Liebe Freund*innen, ich weiß sehr wohl, dass bayerische Amtsrichter*innen den Einsatz der Präventivhaft bereits mehrfach außer Kraft gesetzt haben, ich weiß, dass Richter*innen sehr wohl bei den Strafverfahren wegen Nötigung oft sehr milde Urteile gefällt haben, dass unser Rechtsstaat heute noch weitgehend funktioniert. Aber: Wenn Hubert Aiwanger in Erding mit seiner schweigenden Mehrheit sich angeblich die Demokratie zurückholen will, dann müssen wir wachsam sein. Dem Rechtspopulisten und seinen Freunden von der AfD und in der CSU werden wir sie jedenfalls nicht einfach so herausgeben. Wir stehen hier, um für die Demokratie und für rechtsstaatliche Prinzipien zu streiten. Kampflos bekommen sie die Demokratie nicht kaputt.
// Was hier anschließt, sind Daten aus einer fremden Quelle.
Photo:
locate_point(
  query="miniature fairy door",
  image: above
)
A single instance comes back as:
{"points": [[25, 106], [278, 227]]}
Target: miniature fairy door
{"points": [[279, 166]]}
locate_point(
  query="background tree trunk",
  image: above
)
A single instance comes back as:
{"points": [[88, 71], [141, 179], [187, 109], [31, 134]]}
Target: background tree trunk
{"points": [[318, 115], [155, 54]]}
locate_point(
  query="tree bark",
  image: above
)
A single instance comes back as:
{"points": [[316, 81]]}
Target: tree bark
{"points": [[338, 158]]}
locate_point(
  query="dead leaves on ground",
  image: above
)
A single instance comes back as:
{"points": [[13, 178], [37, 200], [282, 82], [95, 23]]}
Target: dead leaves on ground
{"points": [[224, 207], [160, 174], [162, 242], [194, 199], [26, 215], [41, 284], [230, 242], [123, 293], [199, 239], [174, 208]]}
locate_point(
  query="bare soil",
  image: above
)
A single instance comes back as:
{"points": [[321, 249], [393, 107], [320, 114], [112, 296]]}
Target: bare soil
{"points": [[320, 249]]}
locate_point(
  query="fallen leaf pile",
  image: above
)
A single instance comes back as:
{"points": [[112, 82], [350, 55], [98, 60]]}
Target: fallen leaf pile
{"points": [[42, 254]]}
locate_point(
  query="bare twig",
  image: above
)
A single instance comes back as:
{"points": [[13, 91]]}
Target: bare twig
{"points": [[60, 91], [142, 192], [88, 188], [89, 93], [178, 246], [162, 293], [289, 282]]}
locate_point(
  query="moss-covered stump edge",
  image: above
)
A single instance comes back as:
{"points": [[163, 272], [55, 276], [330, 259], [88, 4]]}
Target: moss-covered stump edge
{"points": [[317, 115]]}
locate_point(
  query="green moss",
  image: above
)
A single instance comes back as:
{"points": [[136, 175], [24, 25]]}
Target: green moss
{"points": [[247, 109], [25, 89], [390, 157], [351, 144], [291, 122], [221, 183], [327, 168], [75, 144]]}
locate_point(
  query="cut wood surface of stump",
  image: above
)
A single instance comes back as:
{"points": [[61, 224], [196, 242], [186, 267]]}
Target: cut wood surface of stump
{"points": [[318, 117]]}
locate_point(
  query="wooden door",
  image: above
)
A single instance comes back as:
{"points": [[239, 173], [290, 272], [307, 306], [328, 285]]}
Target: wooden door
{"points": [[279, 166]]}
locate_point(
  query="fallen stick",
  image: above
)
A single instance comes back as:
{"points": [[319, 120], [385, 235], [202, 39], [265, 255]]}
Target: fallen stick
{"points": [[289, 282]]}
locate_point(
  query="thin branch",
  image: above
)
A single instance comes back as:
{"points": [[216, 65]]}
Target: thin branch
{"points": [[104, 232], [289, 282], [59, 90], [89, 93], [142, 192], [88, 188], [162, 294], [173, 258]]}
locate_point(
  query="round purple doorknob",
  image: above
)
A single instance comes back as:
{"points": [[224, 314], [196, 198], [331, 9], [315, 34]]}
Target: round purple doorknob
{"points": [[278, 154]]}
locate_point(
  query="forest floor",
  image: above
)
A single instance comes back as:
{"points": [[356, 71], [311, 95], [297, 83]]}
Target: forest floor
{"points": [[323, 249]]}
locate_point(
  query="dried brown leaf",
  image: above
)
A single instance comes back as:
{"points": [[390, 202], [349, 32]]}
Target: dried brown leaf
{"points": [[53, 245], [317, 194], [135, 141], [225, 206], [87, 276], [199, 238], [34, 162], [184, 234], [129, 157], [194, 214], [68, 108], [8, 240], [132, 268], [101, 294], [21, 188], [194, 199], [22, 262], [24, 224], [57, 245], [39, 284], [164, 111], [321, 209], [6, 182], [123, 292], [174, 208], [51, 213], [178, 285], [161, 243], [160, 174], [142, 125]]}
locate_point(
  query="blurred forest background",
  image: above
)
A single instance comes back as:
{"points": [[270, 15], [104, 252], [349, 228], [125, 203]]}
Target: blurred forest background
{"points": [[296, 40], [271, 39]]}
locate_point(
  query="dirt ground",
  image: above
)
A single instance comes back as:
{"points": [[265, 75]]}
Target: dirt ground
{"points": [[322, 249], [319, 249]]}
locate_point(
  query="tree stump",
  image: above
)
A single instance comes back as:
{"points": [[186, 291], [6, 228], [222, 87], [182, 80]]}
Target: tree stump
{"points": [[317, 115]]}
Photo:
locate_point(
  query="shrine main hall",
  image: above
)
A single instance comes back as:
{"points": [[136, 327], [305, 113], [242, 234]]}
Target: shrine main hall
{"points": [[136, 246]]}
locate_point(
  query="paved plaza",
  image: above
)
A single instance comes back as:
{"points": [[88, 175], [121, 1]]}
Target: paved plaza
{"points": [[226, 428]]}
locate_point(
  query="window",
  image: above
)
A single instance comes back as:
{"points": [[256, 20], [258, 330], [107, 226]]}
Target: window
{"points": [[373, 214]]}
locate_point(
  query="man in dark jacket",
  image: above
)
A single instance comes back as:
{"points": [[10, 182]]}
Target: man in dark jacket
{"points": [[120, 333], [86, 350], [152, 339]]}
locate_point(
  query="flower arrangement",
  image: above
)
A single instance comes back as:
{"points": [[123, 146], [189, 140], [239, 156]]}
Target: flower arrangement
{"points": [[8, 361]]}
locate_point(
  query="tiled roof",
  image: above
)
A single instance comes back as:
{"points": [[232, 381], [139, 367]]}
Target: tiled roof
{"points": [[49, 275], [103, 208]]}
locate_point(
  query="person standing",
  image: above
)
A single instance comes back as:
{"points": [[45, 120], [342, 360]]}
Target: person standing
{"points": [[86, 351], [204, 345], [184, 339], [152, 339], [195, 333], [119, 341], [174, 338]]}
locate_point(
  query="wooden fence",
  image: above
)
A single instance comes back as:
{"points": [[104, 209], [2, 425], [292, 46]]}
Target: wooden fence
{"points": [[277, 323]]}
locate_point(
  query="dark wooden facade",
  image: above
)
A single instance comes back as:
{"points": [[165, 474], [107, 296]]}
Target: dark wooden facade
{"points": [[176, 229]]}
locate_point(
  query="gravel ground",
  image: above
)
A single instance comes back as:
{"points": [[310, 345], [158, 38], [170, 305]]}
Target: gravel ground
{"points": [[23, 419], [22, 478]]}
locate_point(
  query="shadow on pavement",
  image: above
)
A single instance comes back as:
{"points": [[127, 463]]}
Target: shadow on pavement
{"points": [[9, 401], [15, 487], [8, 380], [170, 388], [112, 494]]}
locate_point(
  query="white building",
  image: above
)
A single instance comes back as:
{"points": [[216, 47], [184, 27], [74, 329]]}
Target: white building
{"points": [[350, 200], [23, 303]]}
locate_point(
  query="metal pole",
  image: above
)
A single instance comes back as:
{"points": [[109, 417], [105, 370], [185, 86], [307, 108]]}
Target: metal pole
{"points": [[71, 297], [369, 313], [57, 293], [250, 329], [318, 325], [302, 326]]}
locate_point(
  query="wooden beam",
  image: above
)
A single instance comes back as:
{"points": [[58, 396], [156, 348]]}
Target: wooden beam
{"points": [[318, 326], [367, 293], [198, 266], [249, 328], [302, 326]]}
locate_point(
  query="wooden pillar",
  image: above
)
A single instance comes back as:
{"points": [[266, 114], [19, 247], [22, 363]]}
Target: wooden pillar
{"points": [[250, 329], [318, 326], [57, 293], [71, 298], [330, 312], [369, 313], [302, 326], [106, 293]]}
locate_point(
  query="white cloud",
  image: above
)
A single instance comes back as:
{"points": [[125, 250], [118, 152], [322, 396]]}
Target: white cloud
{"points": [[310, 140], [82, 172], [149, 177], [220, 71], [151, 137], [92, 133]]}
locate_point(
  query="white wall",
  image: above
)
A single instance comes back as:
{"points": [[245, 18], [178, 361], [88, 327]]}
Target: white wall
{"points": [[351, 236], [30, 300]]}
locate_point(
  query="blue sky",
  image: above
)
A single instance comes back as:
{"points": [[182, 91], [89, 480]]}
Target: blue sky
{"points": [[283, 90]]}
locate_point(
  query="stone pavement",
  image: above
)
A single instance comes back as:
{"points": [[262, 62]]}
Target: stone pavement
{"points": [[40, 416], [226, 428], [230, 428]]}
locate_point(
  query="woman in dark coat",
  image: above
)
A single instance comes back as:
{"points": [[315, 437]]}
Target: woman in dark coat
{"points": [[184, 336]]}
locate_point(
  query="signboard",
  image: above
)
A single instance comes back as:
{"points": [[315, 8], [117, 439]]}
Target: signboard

Und wenn ein bayerischer Generalstaatsanwalt eine falsche Tatsachenbehauptung in die Welt setzt, indem er die „Letzte Generation“ als kriminelle Vereinigung verleumdet, dann werden wir dies nicht einfach als „Panne“ akzeptieren, sondern gehen gegen diese Politik auf die Straße. Denn der Fisch – liebe Freund*innen – stinkt vom Kopf her. Und in Bayern stinkt er ganz gewaltig.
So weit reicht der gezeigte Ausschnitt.